M. Hoffman and B. Sulman Receive Early Career Research Program Awards

  • August 18, 2020
  • Awards,Home Page Feature
  • Matthew Hoffman, LANL (left), Benjamin Sulman, ORNL (right)

    The U.S. Department of Energy (DOE) has announced the selection of 76 scientists from across the nation – including 26 from DOE’s national laboratories and 50 from U.S. universities – to receive significant funding for research as part of the DOE Office of Science’s Early Career Research Program.  The effort, now in its eleventh year, is designed to bolster the nation’s scientific workforce by providing support to exceptional researchers during crucial early career years, when many scientists do their most formative work.

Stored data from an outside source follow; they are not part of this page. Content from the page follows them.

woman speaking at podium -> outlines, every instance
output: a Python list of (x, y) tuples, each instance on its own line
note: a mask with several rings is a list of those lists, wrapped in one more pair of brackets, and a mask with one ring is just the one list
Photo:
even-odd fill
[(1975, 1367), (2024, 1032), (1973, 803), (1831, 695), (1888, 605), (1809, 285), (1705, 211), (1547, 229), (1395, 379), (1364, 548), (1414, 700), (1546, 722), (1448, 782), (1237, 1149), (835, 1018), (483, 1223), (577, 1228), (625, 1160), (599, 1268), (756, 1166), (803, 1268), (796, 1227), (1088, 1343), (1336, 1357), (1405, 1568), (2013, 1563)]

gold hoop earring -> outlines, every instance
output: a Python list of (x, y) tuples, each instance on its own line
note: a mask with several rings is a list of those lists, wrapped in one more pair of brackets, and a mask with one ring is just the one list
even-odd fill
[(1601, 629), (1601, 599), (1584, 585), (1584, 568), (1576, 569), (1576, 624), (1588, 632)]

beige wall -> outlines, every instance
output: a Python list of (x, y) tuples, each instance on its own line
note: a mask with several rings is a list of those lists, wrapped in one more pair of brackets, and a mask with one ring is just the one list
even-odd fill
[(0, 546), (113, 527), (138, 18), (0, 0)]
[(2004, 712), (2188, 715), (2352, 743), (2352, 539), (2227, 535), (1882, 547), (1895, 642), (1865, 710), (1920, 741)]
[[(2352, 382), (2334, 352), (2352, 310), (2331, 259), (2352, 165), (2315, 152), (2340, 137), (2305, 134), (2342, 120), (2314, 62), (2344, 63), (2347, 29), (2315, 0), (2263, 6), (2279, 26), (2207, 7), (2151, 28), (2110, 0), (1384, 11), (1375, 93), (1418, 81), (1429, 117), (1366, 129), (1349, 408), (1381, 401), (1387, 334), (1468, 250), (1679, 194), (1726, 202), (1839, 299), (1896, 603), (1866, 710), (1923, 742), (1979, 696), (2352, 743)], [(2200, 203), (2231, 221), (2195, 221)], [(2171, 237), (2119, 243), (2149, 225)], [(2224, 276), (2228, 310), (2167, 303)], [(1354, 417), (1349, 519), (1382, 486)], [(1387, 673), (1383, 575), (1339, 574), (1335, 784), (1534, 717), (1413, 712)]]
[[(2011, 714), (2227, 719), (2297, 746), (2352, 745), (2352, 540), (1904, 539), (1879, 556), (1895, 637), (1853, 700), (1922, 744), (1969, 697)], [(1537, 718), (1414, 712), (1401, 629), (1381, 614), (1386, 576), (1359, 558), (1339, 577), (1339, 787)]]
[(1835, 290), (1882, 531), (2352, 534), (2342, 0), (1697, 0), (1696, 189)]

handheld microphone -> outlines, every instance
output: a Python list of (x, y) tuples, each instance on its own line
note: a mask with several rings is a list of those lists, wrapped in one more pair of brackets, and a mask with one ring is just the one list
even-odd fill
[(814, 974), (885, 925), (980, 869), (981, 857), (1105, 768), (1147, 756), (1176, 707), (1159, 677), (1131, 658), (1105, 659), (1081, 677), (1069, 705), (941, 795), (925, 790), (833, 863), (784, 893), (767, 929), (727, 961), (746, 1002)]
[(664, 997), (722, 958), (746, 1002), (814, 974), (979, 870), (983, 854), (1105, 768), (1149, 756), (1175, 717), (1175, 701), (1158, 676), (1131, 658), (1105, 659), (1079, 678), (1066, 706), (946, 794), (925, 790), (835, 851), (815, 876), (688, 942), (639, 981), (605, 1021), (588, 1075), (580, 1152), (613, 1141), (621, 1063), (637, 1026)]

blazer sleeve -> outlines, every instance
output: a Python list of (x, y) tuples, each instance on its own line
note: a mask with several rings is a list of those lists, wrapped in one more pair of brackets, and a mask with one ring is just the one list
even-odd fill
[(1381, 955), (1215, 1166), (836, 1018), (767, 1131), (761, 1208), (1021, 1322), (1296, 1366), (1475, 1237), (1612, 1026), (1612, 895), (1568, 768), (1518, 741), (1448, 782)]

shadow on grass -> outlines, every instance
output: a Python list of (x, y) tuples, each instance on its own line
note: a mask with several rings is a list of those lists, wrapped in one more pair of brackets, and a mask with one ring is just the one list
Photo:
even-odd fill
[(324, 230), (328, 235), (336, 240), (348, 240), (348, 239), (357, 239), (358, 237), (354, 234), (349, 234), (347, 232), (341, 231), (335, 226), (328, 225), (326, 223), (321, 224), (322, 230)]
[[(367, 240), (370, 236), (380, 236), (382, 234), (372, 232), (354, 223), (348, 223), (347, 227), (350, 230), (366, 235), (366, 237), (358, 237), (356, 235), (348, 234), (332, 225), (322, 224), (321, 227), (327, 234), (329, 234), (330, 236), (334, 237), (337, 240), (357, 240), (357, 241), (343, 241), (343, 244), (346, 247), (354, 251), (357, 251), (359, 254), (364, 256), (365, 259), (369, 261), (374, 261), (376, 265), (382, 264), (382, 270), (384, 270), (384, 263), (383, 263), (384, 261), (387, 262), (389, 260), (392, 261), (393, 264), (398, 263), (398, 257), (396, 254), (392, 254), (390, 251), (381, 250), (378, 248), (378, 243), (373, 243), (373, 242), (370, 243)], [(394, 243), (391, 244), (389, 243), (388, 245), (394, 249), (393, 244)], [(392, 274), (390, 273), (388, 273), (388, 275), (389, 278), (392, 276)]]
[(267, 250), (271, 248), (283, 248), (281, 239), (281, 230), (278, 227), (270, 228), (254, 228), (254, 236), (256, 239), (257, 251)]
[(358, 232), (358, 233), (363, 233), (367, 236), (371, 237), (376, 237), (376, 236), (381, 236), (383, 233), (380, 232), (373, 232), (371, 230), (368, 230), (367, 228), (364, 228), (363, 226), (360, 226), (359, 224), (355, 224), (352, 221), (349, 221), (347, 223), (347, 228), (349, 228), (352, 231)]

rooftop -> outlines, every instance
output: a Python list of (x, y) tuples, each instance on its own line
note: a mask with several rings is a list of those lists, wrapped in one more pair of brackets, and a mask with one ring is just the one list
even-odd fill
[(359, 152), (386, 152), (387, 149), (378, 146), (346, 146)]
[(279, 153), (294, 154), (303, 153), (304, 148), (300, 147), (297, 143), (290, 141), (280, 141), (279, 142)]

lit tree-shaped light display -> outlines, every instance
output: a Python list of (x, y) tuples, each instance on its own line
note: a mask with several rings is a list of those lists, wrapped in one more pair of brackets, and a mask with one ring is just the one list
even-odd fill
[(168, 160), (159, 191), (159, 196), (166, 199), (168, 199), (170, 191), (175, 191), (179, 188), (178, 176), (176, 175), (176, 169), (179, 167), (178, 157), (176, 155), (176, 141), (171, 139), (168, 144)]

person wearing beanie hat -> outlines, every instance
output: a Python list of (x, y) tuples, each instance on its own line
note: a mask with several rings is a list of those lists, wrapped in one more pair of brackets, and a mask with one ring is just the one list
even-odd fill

    Under the program, university-based researchers will receive grants for at least $150,000 per year and researchers based at DOE national laboratories will receive grants of $500,000 per year, typically.  The research grants are planned for five years and will cover salary and research expenses.

    Two of the recipients are the E3SM scientists: Matthew Hoffman, Los Alamos National Laboratory and Benjamin Sulman, Oak Ridge National Laboratory.

    Hoffman’s research project, “Creating a Sea-Level-Enabled E3SM: A Critical Capability for Predicting Coastal Impacts,” aims to improve projections of how future sea level will vary around the globe by adding the ability to predict regional sea-level changes directly within E3SM. This is a capability currently missing from Earth system models. This new approach will be used to assess the accuracy of existing methods that rely on adding disparate, non-interacting contributions to sea level. The project can provide a tool for predicting regional sea level targeted to agency needs and allow E3SM to address future coastal impacts of a changing climate.

    Sulman’s project, “Simulating Estuarine Wetland Function: Nitrogen Removal, Carbon Sequestration, and Greenhouse Gas Fluxes at the River-Land-Ocean Interface,” will study how wetlands respond to interactions between freshwater from rivers and saltwater from the ocean, which drive high ecosystem productivity and dynamic carbon and nutrient cycling. The research will aim to understand the current and future role of estuarine wetlands in coastal carbon and nitrogen cycling at scales, from the estuary landscape to the continental coast by simulating estuarine wetland processes in the E3SM Land Model.

    In addition to M. Hoffman and B. Sulman, two other scientists received awards for projects connected to Earth and Environmental Systems Sciences (EESM). They include:

    • Trevor Keenan, University of California – Berkeley
    • Christina Patricola, Iowa State University

     

    Congratulations Matthew and Benjamin!